The ancient Portico d’Ottavia in the heart of Rome’s Jewish ghetto was the site of the March for Remembrance on Oct. 16, 2023. / Credit: Camelia.boban|Wikimedia|CC BY-SA 4.0
Rome, Italy, Oct 17, 2023 / 12:37 pm (CNA).
Hundreds of people took to the streets of Rome on Monday evening to mark the 80th anniversary of the Nazi roundup and deportation of more than 1,200 Jews from Rome to the Auschwitz-Birkenau concentration camp.
The March of Remembrance commenced at the Piazza del Campidoglio, home to Rome’s city hall, and concluded in front of the ancient Portico d’Ottavia in the heart of the Jewish ghetto. This annual event has been held for the past 30 years and is jointly organized by the Catholic community of Sant’Egidio and the Jewish Community of Rome.
Established in 1555, the Jewish ghetto of Rome is one of the oldest in Europe. It is located in the city center, bordered by the Tiber River and the Trastevere neighborhood on the south and Piazza Venezia on the north.
On Sept. 10, 1943, two days after Italy’s surrender, the German Wehrmacht occupied Rome. The city remained under Nazi control until its liberation by Allied forces a year later, on June 4, 1944.
On Oct. 16, 1943, the Gestapo raided the ghetto, rounding up 1,022 Jews who were subsequently deported to the Auschwitz concentration camp in Poland.
“Two hundred were children.
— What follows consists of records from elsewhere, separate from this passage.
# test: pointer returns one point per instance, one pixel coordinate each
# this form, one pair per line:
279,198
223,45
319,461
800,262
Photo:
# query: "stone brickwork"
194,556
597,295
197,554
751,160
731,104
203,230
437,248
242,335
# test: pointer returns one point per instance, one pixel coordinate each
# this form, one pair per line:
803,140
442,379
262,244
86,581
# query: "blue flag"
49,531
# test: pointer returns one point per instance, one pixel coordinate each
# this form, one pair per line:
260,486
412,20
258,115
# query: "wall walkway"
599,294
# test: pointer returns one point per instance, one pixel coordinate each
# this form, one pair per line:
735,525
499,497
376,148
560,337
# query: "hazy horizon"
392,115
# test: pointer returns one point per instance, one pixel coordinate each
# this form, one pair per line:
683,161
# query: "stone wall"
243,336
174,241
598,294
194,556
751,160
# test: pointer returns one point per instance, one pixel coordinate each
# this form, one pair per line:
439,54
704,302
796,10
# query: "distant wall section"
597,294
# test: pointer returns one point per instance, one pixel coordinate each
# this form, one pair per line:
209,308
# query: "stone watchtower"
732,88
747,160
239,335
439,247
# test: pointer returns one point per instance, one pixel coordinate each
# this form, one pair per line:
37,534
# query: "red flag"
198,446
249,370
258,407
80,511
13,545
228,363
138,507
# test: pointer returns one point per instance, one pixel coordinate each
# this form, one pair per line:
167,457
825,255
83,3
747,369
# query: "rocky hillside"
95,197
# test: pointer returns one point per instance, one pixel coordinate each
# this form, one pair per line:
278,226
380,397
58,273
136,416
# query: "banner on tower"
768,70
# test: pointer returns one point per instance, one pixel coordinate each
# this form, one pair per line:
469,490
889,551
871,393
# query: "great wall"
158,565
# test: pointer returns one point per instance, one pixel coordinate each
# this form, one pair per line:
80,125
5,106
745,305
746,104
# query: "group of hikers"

Sixteen of them returned, only one woman among them,” Rome’s chief rabbi, Riccardo Di Segni, told the crowd at the event’s concluding ceremony.
Among the speakers on the stage were the president of Italy, Sergio Mattarella; the mayor of Rome, Roberto Gualtieri; Di Segni; Victor Fadlun, president of the Jewish Community of Rome organization; Andrea Riccardi, founder of the Community of Sant’Egidio; representatives of the Italian Parliament; and members of Prime Minister Giorgia Meloni’s cabinet.
Cardinal Matteo Zuppi, president of the Italian Bishops’ Conference; Bishop Vincenzo Paglia, president of the Pontifical Academy for Life; and Ambrogio Spreafico, bishop of Anagni-Alatri, were also present.
This was an opportunity to remember “one of the most shocking and inhuman events that our city experienced in the 20th century,” Gualtieri said in his remarks.
“It is necessary to always recognize and fight the virus of anti-Semitism when it appears in its multiple metamorphoses,” he continued. “This is also why it is important to be here today.”
The mayor also took a moment to honor two survivors of the Holocaust, Tatiana Bucci and Sami Modiano, 85 and 92 years old, respectively, who were present at the event.
“The novelty of the Shoah [the Holocaust] was that of the systematic and technological organization of the extermination,” Di Segni told the crowd assembled in front of the Portico d’Ottavia. “But the massacres of the Jews had infamous precedents throughout the world,” he continued.
“After the Shoah, we had the illusion that the world had changed. But no,” he said.
At the end of his speech, Di Segni took a moment to comment on Hamas’ unprecedented attack on Israel on Oct. 7.
“What happened nine days ago in Israel … reopened the bleeding wounds of events that occurred in this square and spread a sense of insecurity throughout the world. I am not going to insist on the essential message, which should also be clear, that the attack on the Jews as such because that is what it was, is an attack on the foundations of civil society and social peace.”
Riccardi of Sant’Egidio, an organization known for its far-reaching humanitarian work, made the event’s closing remarks.
“War and violence and terrorism are being reevaluated,” Riccardi declared.
“And so, dear friends, in this climate between the memory of ’43 and the horror of the massacres and kidnappings of the innocent caused by the barbaric attack of Hamas on the whole of Israel, sharing the anxiety for the future of our friends, we rally around the Jewish community with great effect and with faithfulness,” he said.